The River Yarty is a river in east Devon, England, near the boundary with Somerset and Dorset.

==Course==
The river is about 26 km long. The source is in Staple Hill in the Blackdown Hills. It flows on a roughly southern course through Bishopswood, briefly forming the boundary between Devon and Somerset, then between Devon and Dorset following a tripoint of all three counties, through Marsh. It continues to form a river valley for much of the rest of its course, passing between Yarcombe, Stockland, Dalwood and Membury until it meets the River Axe just southwest of Axminster, which continues to the English Channel.

The A303, a major road across southern England, runs across the Yarty on a high viaduct at Marsh. Further south, the A30 crosses the river east of Yarcombe, slightly west of the Devon – Dorset border at the Crawley Bridge.

==History==
The name is of an uncertain origin but is believed to be derived from Old English. The villages of Yarcombe and Yartyford are both named after the river.

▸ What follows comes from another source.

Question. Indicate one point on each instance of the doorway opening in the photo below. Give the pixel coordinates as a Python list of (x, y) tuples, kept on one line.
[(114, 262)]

The upper area forms one of several bisections of the otherwise hilly area around the Blackdown Hills. As the river is based in a relatively deep valley, it is prone to flooding. There have been numerous formally recorded reports of property damage near the Yarty since the 1960s. The land across the flood plain of the Yarty is boggy and difficult to cross. In the late spring of 1685 during the Monmouth Rebellion, this caused problems when Lord Albermarle's army were unable to defend the advancing Duke of Monmouth northwards from Lyme Regis towards Sedgemoor.